Le président informa les jurés que les fourmis, ayant été
reconnues intelligentes, étaient désormais juridiquement responsables. Ils
auraient donc à statuer également sur le sort de 103
e
et de ses
compagnes myrmécéennes.
— Je ne comprends pas ! s’écria Julie. La fourmi a
pourtant gagné.
— Oui, rétorqua le juge, mais cette victoire prouve que
les fourmis sont intelligentes, pas qu’elles sont innocentes. La parole est à
l’accusation.
— J’ai là quelques pièces à conviction qui prouveront à
ces messieurs et dames du jury à quel point les fourmis sont les ennemies de
l’homme. Il y a notamment un article sur les invasions de fourmis de feu en
Floride qui devrait édifier les jurés.
Arthur se leva.
— Vous oubliez de préciser comment on a arrêté ces
fourmis de feu. Par l’entremise d’une autre espèce fourmi : la
solenopsis
daugerri
. Elle sait reproduire les phéromones d’une reine des fourmis de
feu. Elle trompe ainsi les ouvrières qui la nourrissent tandis que leur propre
reine dépérit et meurt. Moralité : il suffit aux humains de s’allier à
certaines fourmis amies pour venir à bout d’autres espèces de fourmis ennemies…
L’avocat général interrompit Arthur en quittant sa chaise
pour venir se placer face au jury.
— Ce n’est pas en confiant nos secrets aux insectes que
nous nous en débarrasserons. Au contraire, il faut éliminer au plus vite ces
fourmis déjà trop informées avant qu’elles n’aient transmis leur savoir à
l’ensemble de leur espèce.
Dans l’aquarium, l’extase dure encore. Le couple myrmécéen
tourne de plus en plus vite, comme happé par un tourbillon infernal. Le cœur de
Prince 24
e
bat de façon de plus en plus chaotique. Pan, pan… pan…
pan, pan, pan… pan… La couleur de la vague de plaisir rouge mue au fur et à
mesure qu’elle grandit. Elle devient mauve, violette, puis franchement noire.

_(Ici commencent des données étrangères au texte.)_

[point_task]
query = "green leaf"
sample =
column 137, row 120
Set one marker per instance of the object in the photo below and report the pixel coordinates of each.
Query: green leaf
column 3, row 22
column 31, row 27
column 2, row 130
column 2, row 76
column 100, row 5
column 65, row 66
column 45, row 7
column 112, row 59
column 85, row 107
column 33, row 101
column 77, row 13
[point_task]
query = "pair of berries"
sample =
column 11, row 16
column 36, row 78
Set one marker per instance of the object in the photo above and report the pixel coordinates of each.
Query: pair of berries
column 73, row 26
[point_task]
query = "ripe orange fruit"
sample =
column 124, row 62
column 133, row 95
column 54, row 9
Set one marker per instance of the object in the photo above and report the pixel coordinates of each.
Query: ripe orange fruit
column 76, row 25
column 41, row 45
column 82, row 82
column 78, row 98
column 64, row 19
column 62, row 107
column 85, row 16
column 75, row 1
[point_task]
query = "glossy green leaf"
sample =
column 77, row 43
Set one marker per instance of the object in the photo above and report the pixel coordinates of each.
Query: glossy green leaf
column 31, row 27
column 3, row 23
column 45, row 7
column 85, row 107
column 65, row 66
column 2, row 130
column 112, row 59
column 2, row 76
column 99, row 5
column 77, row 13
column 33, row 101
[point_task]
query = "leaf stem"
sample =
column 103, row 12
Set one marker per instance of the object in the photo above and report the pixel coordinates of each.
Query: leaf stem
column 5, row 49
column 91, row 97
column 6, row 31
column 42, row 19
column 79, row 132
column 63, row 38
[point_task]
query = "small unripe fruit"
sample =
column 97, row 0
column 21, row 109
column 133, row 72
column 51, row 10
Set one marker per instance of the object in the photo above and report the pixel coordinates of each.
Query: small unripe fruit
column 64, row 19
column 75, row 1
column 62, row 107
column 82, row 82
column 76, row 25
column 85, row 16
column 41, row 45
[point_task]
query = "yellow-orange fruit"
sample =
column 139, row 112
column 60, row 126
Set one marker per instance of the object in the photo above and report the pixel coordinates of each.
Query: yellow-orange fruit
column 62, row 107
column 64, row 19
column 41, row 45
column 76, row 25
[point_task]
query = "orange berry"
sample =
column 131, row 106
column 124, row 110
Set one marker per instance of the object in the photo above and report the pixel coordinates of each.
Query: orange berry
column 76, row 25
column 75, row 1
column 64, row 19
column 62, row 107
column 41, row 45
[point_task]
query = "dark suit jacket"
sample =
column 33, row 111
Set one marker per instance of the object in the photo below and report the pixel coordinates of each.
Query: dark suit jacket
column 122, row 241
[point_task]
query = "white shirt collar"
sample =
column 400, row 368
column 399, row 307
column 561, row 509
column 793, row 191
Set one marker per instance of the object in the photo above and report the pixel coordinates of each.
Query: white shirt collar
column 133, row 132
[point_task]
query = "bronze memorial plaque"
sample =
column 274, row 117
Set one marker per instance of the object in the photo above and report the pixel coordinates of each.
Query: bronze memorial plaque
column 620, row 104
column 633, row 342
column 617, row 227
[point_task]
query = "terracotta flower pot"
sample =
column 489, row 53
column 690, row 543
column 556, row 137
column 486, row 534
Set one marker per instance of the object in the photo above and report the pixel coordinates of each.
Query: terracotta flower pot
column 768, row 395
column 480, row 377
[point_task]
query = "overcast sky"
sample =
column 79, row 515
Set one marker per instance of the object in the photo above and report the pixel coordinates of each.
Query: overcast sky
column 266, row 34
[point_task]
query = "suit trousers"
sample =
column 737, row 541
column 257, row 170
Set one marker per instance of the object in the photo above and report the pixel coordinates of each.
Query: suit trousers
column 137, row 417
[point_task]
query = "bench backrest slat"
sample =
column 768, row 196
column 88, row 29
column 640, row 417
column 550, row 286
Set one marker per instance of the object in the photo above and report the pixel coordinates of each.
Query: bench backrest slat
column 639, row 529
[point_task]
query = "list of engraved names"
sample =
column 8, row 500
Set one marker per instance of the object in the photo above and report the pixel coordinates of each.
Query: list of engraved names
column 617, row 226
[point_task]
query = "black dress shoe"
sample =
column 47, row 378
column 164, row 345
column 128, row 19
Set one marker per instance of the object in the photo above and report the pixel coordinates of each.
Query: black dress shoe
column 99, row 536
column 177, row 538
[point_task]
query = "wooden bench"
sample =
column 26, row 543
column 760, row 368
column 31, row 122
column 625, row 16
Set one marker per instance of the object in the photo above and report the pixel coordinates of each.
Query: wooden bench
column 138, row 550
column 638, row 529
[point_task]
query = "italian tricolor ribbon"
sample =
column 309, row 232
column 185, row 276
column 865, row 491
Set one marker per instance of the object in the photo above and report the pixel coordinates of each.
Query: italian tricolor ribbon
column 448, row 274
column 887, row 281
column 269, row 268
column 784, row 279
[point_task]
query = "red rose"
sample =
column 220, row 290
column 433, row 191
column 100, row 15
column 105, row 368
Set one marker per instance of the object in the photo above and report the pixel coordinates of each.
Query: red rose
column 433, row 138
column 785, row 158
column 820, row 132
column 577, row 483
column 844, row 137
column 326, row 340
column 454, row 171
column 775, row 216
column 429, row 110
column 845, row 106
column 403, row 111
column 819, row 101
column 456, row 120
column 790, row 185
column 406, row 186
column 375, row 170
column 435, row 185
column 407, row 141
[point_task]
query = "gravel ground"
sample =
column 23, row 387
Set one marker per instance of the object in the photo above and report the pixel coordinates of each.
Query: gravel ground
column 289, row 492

Le juge demanda à l’avocat général de conclure et d’annoncer
ses requêtes.
— Pour les conjurés du lycée, je réclame une peine de
prison de six mois ferme, sous le chef d’accusation de destruction de matériels
éducatifs et troubles sur la voie publique. Pour les conjurés de la pyramide je
réclame, sous le chef de complicité de meurtres, une peine de six ans ferme.
Pour Princesse 103
e
et ses complices, sous le chef d’insurrection et
d’assassinat de policiers, je réclame… la peine de mort.
Le public manifesta. Le juge tapa avec son maillet, presque
sans y penser.
— Je me permets de rappeler à mon collègue de
l’accusation que la peine de mort est abolie depuis longtemps dans notre pays,
énonça-t-il doctement.
— Pour les hommes, monsieur le président, pour les
hommes. J’ai bien cherché. Rien dans notre code pénal n’interdit la peine de
mort pour les animaux. On pique les chiens qui mordent les enfants. On abat les
renards qui transmettent la rage. D’ailleurs, qui d’entre nous peut se vanter
de n’avoir jamais assassiné de fourmis ?
Même ceux qui ne l’approuvaient pas étaient obligés
d’admettre que l’accusateur public avait raison. Qui n’avait pas tué de
fourmis, ne serait-ce que par mégarde ?
— En décrétant la peine de mort pour Princesse 103
e
et les siennes, nous ne ferons qu’accomplir un acte de civisme et de légitime
défense, reprit l’avocat général. Les documents saisis dans la pyramide
l’attestent : elles avaient lancé une grande croisade contre nous. Que la
nature sache que les espèces qui veulent nuire à l’homme finissent par le payer
de leur vie.
Prince 24
e
dresse les antennes. Princesse 103
e
le sent, le voit, mais son propre plaisir est si long et si grand qu’elle ne
parvient pas à se préoccuper de son partenaire.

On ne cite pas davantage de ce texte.